2017 sees huge rise in Democratic women seeking to run for office in Wisconsin

MADISON (WKOW) -- In 2016, 29 year-old Kelly Danner of Dane County had a conversation that changed her life.

"It was actually an Emerge alum, and I met her knocking on doors for Hillary Clinton," said Danner. "And she talked to me for five minutes and then after that she said - 'you should run for office!'"

"Emerge" is Emerge Wisconsin, a group that trains Democratic women to run for political office.

Kelly was already intrigued after that conversation, but then in November she watched Clinton lose the presidency to Donald Trump.

"I think the last election was sort of a slap in the face, a wake up call that - if we want this to be done, maybe we do it ourselves," said Danner.

Deciding it was time to make her own run for office, Danner signed up for the 2017 Emerge Wisconsin candidate training program.

"Knocking doors and sending out mailers, and how many doors do you have to knock, and how many people are in your district. Those are all things that I had no concept of before I joined Emerge," said Danner.

It turns out, there were a lot of women who decided to try the same thing.  

"So, the first class (of 2017) was the biggest class we've ever accepted. Usually, we're at 20 to 25 women. We took 50," said Erin Forrest, executive director of Emerge Wisconsin.

Danner is one of those 50 who will graduate from the program this Saturday.

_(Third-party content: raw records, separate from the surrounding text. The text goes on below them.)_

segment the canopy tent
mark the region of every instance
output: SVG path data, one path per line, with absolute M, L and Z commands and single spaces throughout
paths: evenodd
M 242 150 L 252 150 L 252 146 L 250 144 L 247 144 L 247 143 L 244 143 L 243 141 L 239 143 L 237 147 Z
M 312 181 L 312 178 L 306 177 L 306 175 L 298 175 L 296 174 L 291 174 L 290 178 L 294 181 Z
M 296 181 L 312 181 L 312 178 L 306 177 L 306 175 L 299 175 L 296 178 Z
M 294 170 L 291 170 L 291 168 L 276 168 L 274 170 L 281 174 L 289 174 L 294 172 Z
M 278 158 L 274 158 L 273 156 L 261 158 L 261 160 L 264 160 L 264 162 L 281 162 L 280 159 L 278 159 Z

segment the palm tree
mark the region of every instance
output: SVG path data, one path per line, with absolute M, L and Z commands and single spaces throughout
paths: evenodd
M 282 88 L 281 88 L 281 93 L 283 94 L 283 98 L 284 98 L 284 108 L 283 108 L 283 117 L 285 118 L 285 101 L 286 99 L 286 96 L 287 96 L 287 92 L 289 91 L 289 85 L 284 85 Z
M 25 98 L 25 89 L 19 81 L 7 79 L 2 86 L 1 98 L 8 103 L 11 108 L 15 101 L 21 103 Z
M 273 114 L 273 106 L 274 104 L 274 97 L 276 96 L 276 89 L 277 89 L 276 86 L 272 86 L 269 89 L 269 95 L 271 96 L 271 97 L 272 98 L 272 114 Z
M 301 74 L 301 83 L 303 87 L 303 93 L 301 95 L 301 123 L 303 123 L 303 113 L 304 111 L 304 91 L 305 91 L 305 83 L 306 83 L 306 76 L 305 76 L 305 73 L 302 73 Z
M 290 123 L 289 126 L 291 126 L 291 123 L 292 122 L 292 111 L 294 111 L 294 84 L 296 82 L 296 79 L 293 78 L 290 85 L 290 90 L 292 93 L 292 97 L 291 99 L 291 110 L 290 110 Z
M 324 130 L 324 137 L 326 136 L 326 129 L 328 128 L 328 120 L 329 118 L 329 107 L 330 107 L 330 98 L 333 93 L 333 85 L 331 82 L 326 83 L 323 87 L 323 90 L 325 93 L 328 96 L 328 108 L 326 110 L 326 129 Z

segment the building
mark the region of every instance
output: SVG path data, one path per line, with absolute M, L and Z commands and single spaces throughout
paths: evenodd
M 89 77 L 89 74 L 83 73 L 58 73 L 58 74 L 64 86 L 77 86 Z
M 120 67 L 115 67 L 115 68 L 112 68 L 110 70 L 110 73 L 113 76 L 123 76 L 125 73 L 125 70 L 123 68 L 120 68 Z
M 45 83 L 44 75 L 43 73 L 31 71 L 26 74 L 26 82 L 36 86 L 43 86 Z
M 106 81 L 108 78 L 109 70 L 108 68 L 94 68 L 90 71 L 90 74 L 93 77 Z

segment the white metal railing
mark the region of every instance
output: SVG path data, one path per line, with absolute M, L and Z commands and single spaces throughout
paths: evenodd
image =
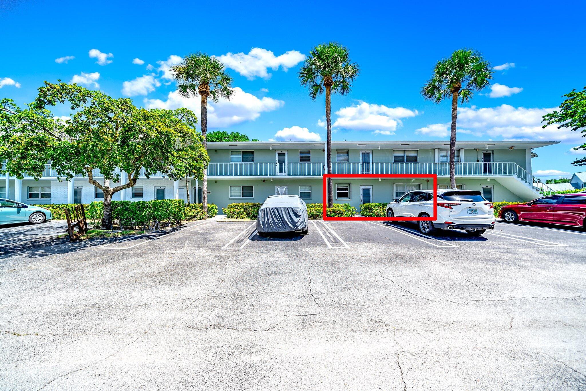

But Forrest said there is so much interest this year, a second class has been added that will begin in August.

"And the Trump thing hasn't slowed down," said Forrest. "It's not like it was just the shock of the election. It's everything that's happened since then."

"I think that women all over the country, at the state and local level, are seeing that they need to step up if they want to see a change," added Danner.

Of the 50 women in the first class of 2017, seven have already run for public office - with five of them winning.

Kelly Danner plans to run for Dane County Board in 2018.

"They really get to deal with a lot of the health and human services topics that I'm mostly interested in," said Danner. "So, the safety net is really important to me. That's where I want to focus."

But Forrest said she is training women from rural areas across the state as well.

"We're seeing women from towns that I have to look up the names of, because I'm not 100 percent sure which part of the state they're in," said Forrest.